本文章由计算机程序翻译，如有差异，请以英文原文为准。

求助全文

约1分钟内获得全文求助全文

来源期刊

Cytotechnology 生物-生物工程与应用微生物

CiteScore

4.10

自引率

0.00%

发文量

审稿时长

6-12 weeks

期刊介绍： The scope of the Journal includes: 1. The derivation, genetic modification and characterization of cell lines, genetic and phenotypic regulation, control of cellular metabolism, cell physiology and biochemistry related to cell function, performance and expression of cell products. 2. Cell culture techniques, substrates, environmental requirements and optimization, cloning, hybridization and molecular biology, including genomic and proteomic tools. 3. Cell culture systems, processes, reactors, scale-up, and industrial production.
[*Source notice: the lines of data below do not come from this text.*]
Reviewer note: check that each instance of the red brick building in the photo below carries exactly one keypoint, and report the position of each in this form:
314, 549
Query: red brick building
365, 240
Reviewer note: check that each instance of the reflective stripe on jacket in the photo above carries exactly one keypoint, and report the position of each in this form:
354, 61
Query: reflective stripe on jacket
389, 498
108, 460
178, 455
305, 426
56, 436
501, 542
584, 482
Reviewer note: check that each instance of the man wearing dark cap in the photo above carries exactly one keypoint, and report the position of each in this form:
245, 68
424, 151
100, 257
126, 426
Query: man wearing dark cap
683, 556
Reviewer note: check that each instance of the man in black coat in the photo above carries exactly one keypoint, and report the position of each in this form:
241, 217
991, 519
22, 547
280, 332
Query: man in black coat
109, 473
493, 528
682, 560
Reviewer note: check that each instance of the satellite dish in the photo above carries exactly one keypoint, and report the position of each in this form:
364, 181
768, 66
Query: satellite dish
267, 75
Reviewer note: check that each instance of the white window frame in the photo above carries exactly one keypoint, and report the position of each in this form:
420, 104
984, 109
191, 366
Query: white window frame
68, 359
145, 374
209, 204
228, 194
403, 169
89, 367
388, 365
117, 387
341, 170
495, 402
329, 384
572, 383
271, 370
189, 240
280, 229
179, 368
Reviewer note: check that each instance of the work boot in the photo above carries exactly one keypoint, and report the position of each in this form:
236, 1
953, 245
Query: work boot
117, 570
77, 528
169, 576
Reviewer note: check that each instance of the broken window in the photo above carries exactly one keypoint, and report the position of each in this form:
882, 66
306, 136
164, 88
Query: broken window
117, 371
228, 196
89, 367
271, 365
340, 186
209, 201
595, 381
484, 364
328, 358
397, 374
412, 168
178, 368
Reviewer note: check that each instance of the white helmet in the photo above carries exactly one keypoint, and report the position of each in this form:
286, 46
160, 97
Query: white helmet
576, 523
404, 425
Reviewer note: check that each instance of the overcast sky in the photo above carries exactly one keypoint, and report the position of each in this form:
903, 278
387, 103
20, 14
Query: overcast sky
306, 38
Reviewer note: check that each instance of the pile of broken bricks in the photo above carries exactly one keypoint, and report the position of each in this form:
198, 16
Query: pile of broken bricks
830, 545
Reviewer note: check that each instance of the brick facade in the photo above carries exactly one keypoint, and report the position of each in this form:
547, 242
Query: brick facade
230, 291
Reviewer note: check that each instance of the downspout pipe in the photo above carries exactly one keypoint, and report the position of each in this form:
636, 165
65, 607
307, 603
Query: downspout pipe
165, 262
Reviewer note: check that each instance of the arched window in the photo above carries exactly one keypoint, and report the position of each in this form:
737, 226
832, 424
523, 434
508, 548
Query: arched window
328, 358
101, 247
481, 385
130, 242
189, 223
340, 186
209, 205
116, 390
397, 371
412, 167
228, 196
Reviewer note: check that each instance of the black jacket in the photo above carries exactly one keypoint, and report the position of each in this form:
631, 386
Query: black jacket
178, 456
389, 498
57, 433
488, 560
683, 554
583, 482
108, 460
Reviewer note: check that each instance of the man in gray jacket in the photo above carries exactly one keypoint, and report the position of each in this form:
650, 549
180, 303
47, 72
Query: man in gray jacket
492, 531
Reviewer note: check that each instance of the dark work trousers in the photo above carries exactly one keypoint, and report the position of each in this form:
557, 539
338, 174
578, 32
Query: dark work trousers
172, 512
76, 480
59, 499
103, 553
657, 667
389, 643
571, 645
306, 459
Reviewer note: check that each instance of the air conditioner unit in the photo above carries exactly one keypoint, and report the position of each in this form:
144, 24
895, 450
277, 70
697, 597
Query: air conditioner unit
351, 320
Descriptions of the design or construction of equipment, media or quality control procedures, that are ancillary to cellular research. 4. The application of animal/human cells in research in the field of stem cell research including maintenance of stemness, differentiation, genetics, and senescence, cancer research, research in immunology, as well as applications in tissue engineering and gene therapy. 5. The use of cell cultures as a substrate for bioassays, biomedical applications and in particular as a replacement for animal models.